Les deux poids lourds sunnites sont en échec.
La Turquie est tétanisée. Elle voudrait bien lancer une offensive contre les Kurdes syriens mais sans la maitrise du ciel, c’est une opération plus que risquée.
Une autonomie ou une indépendance des Kurdes syriens aura immanquablement un impact négatif pour la Turquie sur la résolution de la crise avec le PKK.
L’accélération de l’adhésion à l’Europe est de la poudre aux yeux. C’est une promesse gratuite. Le versement de 6 milliards d’euros à la Turquie pour la prise en charge des réfugiés syriens est impopulaire auprès des citoyens européens et est clairement une forme de chantage turc. Cela ne résoudra de toute façon pas le problème des migrants africains qui représentent 50 % des arrivants ni celui des Irakiens et des Afghans qui arrivent aussi en masse.

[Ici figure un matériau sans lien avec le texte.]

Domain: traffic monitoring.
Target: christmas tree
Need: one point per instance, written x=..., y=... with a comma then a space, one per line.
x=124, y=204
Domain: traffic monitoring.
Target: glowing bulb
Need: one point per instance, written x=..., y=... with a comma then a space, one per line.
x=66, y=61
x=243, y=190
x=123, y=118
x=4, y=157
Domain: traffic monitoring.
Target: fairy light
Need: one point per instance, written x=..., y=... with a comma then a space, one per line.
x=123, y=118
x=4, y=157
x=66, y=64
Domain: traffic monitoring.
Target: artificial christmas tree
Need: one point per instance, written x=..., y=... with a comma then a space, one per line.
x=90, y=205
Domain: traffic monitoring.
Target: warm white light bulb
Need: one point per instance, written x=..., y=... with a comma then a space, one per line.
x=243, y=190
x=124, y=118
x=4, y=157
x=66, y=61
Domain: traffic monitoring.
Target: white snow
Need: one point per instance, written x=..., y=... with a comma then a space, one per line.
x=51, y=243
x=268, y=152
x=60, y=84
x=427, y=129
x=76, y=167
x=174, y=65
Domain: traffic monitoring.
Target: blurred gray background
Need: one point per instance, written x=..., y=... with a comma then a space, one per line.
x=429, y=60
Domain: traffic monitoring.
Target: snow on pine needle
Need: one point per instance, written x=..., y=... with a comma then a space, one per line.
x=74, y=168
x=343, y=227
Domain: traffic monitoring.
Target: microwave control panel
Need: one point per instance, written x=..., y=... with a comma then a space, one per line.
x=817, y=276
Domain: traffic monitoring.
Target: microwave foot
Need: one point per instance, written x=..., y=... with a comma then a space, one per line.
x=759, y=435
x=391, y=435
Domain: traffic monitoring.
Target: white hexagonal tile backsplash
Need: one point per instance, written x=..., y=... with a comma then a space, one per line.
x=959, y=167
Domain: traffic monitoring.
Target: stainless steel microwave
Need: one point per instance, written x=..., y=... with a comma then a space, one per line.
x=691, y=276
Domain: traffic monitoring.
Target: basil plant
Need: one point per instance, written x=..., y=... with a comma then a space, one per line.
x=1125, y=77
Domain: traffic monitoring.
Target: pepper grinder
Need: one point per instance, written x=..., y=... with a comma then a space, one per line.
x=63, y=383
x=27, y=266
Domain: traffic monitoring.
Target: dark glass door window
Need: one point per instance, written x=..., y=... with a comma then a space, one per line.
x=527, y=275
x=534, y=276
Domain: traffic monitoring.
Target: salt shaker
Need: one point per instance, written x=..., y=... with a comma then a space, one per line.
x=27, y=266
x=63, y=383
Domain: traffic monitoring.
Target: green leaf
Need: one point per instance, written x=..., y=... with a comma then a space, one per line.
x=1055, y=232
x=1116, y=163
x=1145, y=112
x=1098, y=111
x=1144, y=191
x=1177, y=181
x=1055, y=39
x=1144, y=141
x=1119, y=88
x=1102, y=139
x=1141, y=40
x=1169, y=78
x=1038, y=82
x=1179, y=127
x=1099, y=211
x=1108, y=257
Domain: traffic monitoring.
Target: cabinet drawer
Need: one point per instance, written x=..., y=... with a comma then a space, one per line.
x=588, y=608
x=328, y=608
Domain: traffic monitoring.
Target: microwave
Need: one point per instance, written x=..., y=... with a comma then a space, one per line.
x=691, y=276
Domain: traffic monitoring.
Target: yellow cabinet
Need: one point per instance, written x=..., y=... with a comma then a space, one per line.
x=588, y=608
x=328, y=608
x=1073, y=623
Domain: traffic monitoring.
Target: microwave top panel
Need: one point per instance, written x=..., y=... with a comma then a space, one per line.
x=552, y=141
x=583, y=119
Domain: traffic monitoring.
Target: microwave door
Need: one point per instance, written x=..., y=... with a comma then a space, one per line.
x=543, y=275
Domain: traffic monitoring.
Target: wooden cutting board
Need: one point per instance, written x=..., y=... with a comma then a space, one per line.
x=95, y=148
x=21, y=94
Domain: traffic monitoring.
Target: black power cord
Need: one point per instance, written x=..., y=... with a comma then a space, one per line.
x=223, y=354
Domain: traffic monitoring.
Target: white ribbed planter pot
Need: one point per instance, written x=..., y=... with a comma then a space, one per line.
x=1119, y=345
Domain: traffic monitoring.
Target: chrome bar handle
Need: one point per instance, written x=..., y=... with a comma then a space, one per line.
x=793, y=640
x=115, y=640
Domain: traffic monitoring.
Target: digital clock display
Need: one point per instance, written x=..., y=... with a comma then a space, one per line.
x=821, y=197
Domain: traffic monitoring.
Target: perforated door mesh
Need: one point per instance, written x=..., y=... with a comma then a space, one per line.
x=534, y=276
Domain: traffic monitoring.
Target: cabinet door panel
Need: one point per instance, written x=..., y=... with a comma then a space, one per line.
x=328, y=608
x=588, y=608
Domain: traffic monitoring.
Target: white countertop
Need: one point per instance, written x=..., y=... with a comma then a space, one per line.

Le pire sera évidement le retour des djihadistes fanatisés et assoiffés de revanche.
L’Arabie saoudite est aussi affaiblie. Elle s’est mise dans un bourbier au Yémen. Ses réserves de dollars fondent comme neige au soleil à cause d’une guerre ingagnable et une déstabilisation islamiste intérieure n’est pas exclue.
Objectif bombardé par les Saoudiens au Yémen.
Tôt ou tard, l’Arabie saoudite payera la facture pour son soutien au salafisme et à ses métastases.
La décision de Vladimir Poutine.
Je m’en veux de m’être laissé influencer par les articles et les commentaires dans les médias qui voyaient l’armée russe délivrer toute la Syrie ou s’enfoncer dans un bourbier de type afghan.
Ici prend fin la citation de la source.